BOOK Only one thing is gonna walk you through this, Mal. Belief. MAL Sermons make me sleepy, Shepherd. I ain't looking for help from on high. That's a long wait for a train don't come. BOOK When I talk about belief, why do you always assume I'm talking about God?
There’s a great scene in the movie Serenity by Joss Whedon, whether Shepherd Book is talking to Mal about belief. Book tries to get Mal to understand that belief in oneself and belief in other human beings is the only way that he will survive the oncoming story (I don’t want to spoil it too much). For a long time in my life I have lacked belief in myself. I’ve always tried to find belief in others, rather than putting that trust in myself. The world will get better, people will be better. My trust has historically been given out to other people, as I always felt I could not have faith in myself, my capacity for change and growth. I’ve always wanted to help people, and believe that they would come through for me. Having this belief in others is not bad. In fact, when you believe in others they tend to reward you for your faith in them. The problem was externalizing my belief as opposed to also internalizing it.

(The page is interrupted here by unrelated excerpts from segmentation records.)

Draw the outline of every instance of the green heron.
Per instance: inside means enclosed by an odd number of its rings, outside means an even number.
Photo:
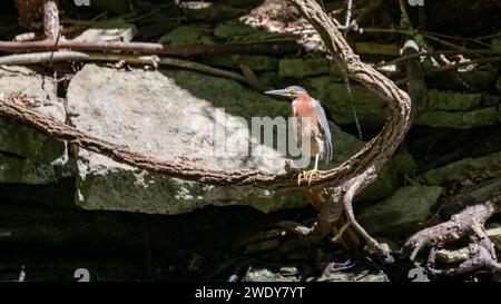
[[[322,108],[318,100],[311,97],[305,89],[298,86],[291,86],[281,90],[268,90],[265,94],[284,96],[292,100],[291,116],[297,118],[295,133],[297,145],[302,148],[303,154],[315,156],[315,167],[313,170],[299,174],[297,183],[301,185],[302,180],[307,178],[310,184],[312,177],[318,173],[318,160],[323,159],[325,164],[328,164],[332,159],[331,129],[324,108]],[[305,150],[307,145],[301,144],[303,135],[310,137],[310,150]]]

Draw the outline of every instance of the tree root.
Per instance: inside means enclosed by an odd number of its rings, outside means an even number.
[[[414,234],[404,245],[411,261],[424,249],[429,249],[426,267],[431,274],[456,275],[487,268],[501,272],[494,245],[489,239],[484,224],[492,215],[501,212],[501,193],[497,193],[482,204],[470,206],[453,215],[449,222],[425,228]],[[458,266],[445,269],[434,268],[435,253],[446,244],[468,239],[470,256]]]

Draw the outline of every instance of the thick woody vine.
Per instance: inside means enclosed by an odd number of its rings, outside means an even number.
[[[344,233],[351,236],[352,239],[356,238],[356,236],[361,236],[366,245],[376,249],[382,257],[390,261],[391,256],[387,248],[374,241],[356,222],[352,208],[352,199],[361,189],[375,179],[377,170],[394,154],[395,149],[404,139],[405,133],[411,124],[411,99],[409,95],[401,90],[392,80],[360,60],[358,56],[353,52],[352,48],[336,28],[334,21],[314,0],[291,1],[304,18],[317,30],[325,47],[331,52],[338,67],[344,70],[350,78],[361,82],[379,95],[385,100],[391,109],[391,115],[386,124],[376,137],[370,140],[362,150],[338,167],[321,171],[312,179],[310,185],[297,185],[296,179],[294,178],[295,170],[287,165],[287,173],[272,174],[262,170],[212,170],[195,166],[189,159],[185,159],[183,163],[155,159],[147,155],[84,134],[71,126],[58,122],[24,107],[22,102],[14,102],[13,98],[8,96],[0,96],[0,115],[33,127],[48,136],[66,140],[89,151],[110,157],[118,163],[153,173],[218,186],[254,186],[266,189],[302,188],[311,203],[320,210],[317,225],[314,229],[306,233],[305,239],[308,242],[317,242],[331,233],[334,234],[335,241],[340,241]],[[79,48],[81,50],[82,48],[89,47],[80,46],[78,43],[72,45],[71,41],[59,41],[60,31],[58,28],[57,6],[55,6],[52,1],[47,1],[45,11],[47,40],[14,43],[0,41],[0,49],[10,49],[12,51],[19,51],[21,49],[36,51],[42,49],[57,53],[61,50],[75,50],[73,48],[77,48],[77,50]],[[96,45],[90,47],[92,51],[109,50],[117,47],[117,50],[127,51],[132,48],[135,51],[143,53],[149,53],[148,50],[154,50],[154,52],[156,50],[157,53],[167,51],[173,55],[185,55],[187,51],[189,52],[186,48],[176,49],[175,47],[158,45],[145,46],[145,43],[136,43],[134,46],[125,43],[120,46],[100,43],[99,46]],[[218,50],[197,49],[197,51],[217,52]],[[224,49],[219,51],[230,52],[233,50]],[[53,53],[50,56],[50,59],[57,57],[53,56]],[[245,81],[245,79],[243,79],[243,81]],[[489,204],[485,206],[493,207],[488,208],[483,214],[490,216],[499,210],[499,197],[491,198],[488,202]],[[466,210],[464,213],[466,213]],[[487,256],[490,257],[488,262],[484,259],[485,263],[482,265],[490,263],[489,265],[491,265],[492,268],[497,268],[498,263],[495,261],[495,253],[491,246],[492,244],[484,241],[484,234],[482,234],[479,228],[488,216],[479,215],[478,217],[479,219],[471,222],[470,225],[463,223],[463,226],[469,227],[469,229],[462,231],[463,233],[460,234],[460,236],[469,235],[472,238],[471,244],[480,244],[481,248],[484,248],[481,252],[487,252]],[[446,225],[454,225],[454,223],[448,223],[443,224],[445,226],[432,227],[429,228],[429,231],[423,231],[411,237],[406,244],[406,248],[411,252],[411,259],[414,259],[418,253],[425,247],[433,248],[443,242],[453,239],[455,236],[448,237]],[[440,235],[443,235],[443,237],[440,237]],[[356,243],[356,239],[354,242]],[[482,254],[482,256],[485,256],[485,254]],[[479,261],[480,259],[475,259],[471,263],[479,264]]]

This changed about 2 weeks ago. On New Years I was having a conversation with someone who told me I was attractive. Now that doesn’t sound like some life-changing moment, but it was. It was life changing, because I have never considered myself, good, or attractive. In fact, I had constantly been told the inverse. I was always told I was unnattractive. To think about it, its actually kind of sad how much of my life has been put into self-loathing because I let other people dictate what I thought of myself. This idea of self-denial has been my own creation, my own choice for its continued occupation of my brain. I know it sounds unmodest (and our society seems to hate any form of self-pride) but I am me and that person is great. I realized that I had spent so much of my life beating myself down, that I let myself live vicariously through others.
One small thought can be a paradigm shift, a new way to examine yourself. Ever since that night, I have been sifting through the possibility of recreation, of a person with more self-confidence than before. Belief doesn’t always have to be outside of you. You don’t have to look to some deity for belief. I know its cheesy, but looking inside of yourself, and realizing you’re an awesome person and that’s something to be proud of is part of the existential journey, the beginning of being responsible for yourself, and shaping the world you want to live in. Part of this blog, and it’s creation, will always be a homage to that moment on New Years. The first time I realized I needed to put out, not for someone else but for myself.